Picture an expert juggler you may have seen at a convention, a circus, or a lounge performance. Now picture yourself on stage. In your role as the leader, hopefully not just a manager, you are a juggler. Leadership is the juggling contest. Each one of us can only keep a certain number of balls in the air at one time. Think of yourself as the juggler— 3, 4, 5, or six balls in the air. Those balls represent projects. Add a new project and make that ball a new color. Which of the previous six are you going to drop or pass on to another juggler? Maybe the other juggler isn’t as good as you are, maybe the person is a novice or maybe the person’s better. What will happen to that project you cared about?
We’re all jugglers in leadership, juggling projects, juggling people, juggling time. How many of you would think of getting on stage in front of 10, 20, 100, or 200 people having never taken any training in juggling? The reality is any juggler has to have training and put in hours of practice, practice, and more practice.
Are you a new leader or an experienced leader who has never had any training and is running the race so quickly that there’s absolutely no time for practice? Talk to any performer and you’ll discover that practice is part of the daily routine. There is no such thing as perfect for the rest of the performing career. Just like there isn’t such a thing as, I know all there is to know about leadership.

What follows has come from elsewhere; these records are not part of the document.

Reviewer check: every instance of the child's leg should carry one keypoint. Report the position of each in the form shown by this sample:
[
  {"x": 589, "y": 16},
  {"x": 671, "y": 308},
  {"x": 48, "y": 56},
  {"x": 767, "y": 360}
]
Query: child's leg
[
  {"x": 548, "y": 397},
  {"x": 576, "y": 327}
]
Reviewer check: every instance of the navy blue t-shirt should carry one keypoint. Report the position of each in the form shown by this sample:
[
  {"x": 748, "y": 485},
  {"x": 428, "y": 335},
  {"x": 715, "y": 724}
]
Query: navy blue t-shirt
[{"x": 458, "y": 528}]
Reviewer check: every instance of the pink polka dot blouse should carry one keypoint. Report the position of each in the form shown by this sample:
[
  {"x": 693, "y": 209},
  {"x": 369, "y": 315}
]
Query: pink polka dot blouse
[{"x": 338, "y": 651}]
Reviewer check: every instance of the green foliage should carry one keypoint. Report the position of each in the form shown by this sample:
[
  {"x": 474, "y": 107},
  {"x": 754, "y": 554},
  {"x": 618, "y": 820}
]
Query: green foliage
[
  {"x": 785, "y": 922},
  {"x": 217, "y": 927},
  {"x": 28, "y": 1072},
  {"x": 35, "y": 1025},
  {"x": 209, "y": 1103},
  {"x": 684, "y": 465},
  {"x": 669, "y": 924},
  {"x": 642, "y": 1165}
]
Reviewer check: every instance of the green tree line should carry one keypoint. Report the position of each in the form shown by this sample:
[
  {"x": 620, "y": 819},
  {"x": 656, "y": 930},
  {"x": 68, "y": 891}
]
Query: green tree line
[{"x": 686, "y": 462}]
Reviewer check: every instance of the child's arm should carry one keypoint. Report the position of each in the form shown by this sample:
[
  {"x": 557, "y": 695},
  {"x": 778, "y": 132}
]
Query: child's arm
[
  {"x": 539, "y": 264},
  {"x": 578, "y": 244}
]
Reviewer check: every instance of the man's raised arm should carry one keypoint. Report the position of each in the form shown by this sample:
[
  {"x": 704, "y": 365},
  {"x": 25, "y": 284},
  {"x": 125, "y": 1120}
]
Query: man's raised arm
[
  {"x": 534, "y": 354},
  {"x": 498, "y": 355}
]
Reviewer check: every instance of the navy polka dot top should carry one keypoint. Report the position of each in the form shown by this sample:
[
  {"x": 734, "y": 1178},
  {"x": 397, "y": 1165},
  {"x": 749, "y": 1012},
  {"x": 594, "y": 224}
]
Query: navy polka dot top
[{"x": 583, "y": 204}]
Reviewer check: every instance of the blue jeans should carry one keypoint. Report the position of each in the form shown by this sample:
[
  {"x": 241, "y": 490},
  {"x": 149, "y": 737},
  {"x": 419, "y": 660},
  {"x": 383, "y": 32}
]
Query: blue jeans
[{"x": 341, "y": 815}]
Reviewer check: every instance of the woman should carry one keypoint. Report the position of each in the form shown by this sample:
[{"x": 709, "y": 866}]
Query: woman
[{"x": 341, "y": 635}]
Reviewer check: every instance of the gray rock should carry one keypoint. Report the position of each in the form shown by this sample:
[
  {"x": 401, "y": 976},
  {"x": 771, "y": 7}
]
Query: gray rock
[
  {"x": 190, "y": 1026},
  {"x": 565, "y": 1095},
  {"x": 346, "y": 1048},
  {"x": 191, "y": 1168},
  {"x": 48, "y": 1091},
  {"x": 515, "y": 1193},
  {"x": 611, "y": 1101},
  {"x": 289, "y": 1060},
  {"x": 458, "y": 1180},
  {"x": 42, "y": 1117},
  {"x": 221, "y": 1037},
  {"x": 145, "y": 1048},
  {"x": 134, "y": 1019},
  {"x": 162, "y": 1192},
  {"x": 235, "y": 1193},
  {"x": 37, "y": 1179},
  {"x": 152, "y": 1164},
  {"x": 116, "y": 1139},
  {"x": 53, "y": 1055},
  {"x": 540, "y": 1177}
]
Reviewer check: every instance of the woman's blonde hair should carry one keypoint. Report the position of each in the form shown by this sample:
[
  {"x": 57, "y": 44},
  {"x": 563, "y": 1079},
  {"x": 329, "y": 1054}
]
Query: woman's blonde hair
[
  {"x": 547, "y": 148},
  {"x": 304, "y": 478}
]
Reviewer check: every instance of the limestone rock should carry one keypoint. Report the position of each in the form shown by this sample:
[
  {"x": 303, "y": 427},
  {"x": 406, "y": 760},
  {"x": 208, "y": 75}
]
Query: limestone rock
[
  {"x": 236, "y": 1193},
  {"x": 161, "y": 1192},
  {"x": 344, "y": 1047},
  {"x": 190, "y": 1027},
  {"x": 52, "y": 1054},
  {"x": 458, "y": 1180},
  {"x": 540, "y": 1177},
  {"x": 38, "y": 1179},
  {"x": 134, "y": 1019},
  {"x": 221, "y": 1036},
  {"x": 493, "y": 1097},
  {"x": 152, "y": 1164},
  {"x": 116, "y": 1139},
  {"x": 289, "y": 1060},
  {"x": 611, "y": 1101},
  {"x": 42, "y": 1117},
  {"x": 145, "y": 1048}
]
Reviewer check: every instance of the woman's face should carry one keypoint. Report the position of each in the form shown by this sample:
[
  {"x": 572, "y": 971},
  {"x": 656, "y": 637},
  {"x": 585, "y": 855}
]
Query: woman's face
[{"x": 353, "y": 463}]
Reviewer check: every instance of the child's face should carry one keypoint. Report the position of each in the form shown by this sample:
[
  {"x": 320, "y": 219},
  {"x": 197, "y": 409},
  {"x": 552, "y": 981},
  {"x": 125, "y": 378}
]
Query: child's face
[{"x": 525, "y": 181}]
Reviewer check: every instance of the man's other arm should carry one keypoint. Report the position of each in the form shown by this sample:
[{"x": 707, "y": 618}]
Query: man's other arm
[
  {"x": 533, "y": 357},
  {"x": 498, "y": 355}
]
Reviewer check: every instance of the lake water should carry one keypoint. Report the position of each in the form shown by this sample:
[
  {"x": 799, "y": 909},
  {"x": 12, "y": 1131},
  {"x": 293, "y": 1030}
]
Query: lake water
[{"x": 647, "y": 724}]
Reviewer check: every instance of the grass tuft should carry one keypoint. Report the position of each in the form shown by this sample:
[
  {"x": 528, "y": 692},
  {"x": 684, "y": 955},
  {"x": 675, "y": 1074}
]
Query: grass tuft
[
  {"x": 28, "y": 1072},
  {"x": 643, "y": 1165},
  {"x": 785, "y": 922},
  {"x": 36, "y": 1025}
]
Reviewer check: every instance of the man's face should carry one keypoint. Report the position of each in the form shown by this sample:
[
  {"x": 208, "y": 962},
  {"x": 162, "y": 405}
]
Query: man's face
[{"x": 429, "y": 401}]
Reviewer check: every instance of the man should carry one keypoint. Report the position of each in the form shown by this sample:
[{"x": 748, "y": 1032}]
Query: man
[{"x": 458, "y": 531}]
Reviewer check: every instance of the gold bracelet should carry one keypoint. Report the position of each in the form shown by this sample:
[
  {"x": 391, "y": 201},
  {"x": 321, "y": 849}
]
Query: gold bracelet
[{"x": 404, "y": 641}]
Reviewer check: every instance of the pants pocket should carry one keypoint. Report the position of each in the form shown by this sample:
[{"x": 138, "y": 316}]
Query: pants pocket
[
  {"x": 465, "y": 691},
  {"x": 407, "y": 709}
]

So think about juggling as it relates to how you demonstrate your leadership and management skills. One juggling routine is the coaching routine, one is the performance management routine, one is the budget routine, and one is the planning routine. Visualize each one of those routines as the different colored ball that you’re going to juggle on a daily basis.
Some of the moves are the same in each performance but there are the unique sequences in each routine. If you’ve never been shown the uniqueness, never been coached as to the steps involved, never been positively evaluated along the way, how are you going to progress to an expert juggler level?
Think about how you work with your staff, your supervisors, and your managers. Do you say congratulations when they do a good job or do you wait for the annual review so you can tell them just once that they’re kind of okay? How many of your staff have you welcomed into the organization, shown them their new office, and then just toss them six balls and said have a good time?
If you want to be an effective leader you have to be an effective coach. Start that new employee, or maybe the seasoned employee, with a new project by just tossing in only two balls until they get the rhythm of the sequence and the juggling is going just fine.
Think about the rhythm of leadership. Sit on a beach and watch the tide; it ebbs and flows with a rhythm. The calm days are like your routine days, easy to take and swimming in the surf is a joy. Note: this little exercise is your excuse for taking a vacation and sitting on a beach, plus, it’s education so it’s tax deductible!
Now the storm rolls in and the waves crash on the shore. It’s a good day to drown, if you’re not well equipped for survival. A lifeguard or that leadership coach will be mandatory if you don’t have the right rhythm in your leadership role. Think about the storm days as moving from a three ball juggling routine to a three-ball machete juggling routine.
So how prepared are you to be the leadership juggler? To me the whole visualization of a leader as a juggler adds a totally new dimension to the leadership role.